#### NLP with spaCY part 2

#### Chapter 2: Large-scale data analysis with spaCy
+ extract specific information from large volumes of text using spaCy's data structures, and combine statistical and rule-based approaches for text analysis

-------

#### Data Structures
+ `Vocab`: stores data shared across multiple documents; To save memory, spaCy encodes all strings to hash values
+ It's a lookup table that works in both directions. You can look up a string and get its hash, and look up a hash to get its string value.
+ To get the hash for a string, we can look it up in `nlp.vocab.strings`

In [2]:
import spacy

nlp = spacy.blank('en')
doc = nlp("I love coffee")
print("hash value:", nlp.vocab.strings["coffee"])
print("string value:", nlp.vocab.strings[3197928453018144401])

nlp.vocab.strings.add("coffee")
coffee_hash = nlp.vocab.strings["coffee"]
coffee_string = nlp.vocab.strings[coffee_hash]
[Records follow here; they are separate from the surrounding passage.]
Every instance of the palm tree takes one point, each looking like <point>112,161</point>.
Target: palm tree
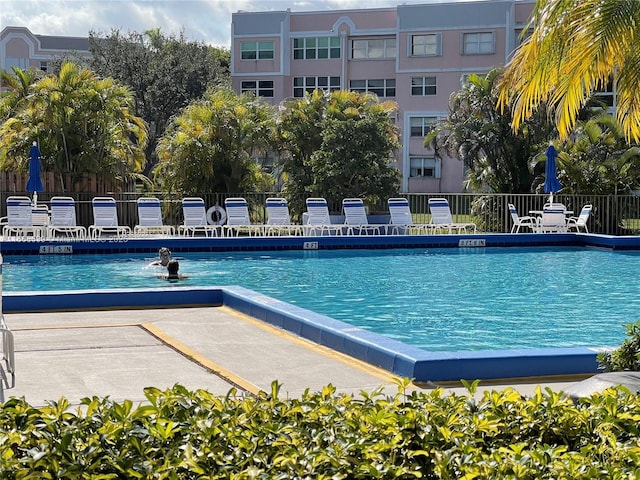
<point>17,85</point>
<point>576,47</point>
<point>82,123</point>
<point>211,146</point>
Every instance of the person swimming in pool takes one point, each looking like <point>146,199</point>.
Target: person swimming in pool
<point>164,257</point>
<point>173,274</point>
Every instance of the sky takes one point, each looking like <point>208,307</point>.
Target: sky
<point>207,21</point>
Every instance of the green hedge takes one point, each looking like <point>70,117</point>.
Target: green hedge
<point>182,434</point>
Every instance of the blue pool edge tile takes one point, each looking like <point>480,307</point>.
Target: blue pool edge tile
<point>375,349</point>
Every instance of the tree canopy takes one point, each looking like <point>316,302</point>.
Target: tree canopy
<point>165,73</point>
<point>211,146</point>
<point>338,145</point>
<point>82,123</point>
<point>575,48</point>
<point>480,134</point>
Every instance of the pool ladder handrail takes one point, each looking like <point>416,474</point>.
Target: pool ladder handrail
<point>7,365</point>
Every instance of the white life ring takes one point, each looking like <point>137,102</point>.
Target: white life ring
<point>216,215</point>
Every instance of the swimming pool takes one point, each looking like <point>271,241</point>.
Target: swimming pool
<point>435,299</point>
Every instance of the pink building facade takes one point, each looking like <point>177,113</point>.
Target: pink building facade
<point>415,55</point>
<point>23,49</point>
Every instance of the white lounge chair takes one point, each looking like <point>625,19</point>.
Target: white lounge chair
<point>552,220</point>
<point>105,219</point>
<point>195,219</point>
<point>150,218</point>
<point>518,221</point>
<point>279,218</point>
<point>441,218</point>
<point>63,219</point>
<point>402,218</point>
<point>318,219</point>
<point>581,220</point>
<point>20,219</point>
<point>238,219</point>
<point>355,217</point>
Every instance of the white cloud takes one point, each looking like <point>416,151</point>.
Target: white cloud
<point>201,20</point>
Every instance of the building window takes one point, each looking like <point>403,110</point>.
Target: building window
<point>22,63</point>
<point>382,88</point>
<point>604,98</point>
<point>479,43</point>
<point>425,45</point>
<point>312,48</point>
<point>309,84</point>
<point>256,50</point>
<point>372,49</point>
<point>421,86</point>
<point>426,167</point>
<point>260,88</point>
<point>420,126</point>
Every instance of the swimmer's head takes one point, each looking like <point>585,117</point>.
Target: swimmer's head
<point>165,255</point>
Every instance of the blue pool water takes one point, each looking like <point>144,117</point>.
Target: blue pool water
<point>435,299</point>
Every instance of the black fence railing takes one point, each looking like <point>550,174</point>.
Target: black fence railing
<point>611,214</point>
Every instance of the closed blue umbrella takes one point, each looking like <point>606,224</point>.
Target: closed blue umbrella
<point>551,183</point>
<point>34,184</point>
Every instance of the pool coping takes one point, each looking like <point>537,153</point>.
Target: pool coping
<point>386,353</point>
<point>392,355</point>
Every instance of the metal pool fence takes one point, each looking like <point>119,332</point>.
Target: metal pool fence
<point>611,214</point>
hash value: 3197928453018144401
string value: coffee


**Lexemes** are context-independent entries in the vocabulary.
+ You can get a lexeme by looking up a string or a hash ID in the vocab.
+ They hold context-independent information about a word, like the text, or whether the word consists of alphabetic characters

In [3]:
doc = nlp("I love coffee")
lexeme = nlp.vocab["coffee"]

# Print the lexical attributes {text, hash, and is it alphabetic value}
print(lexeme.text, lexeme.orth, lexeme.is_alpha)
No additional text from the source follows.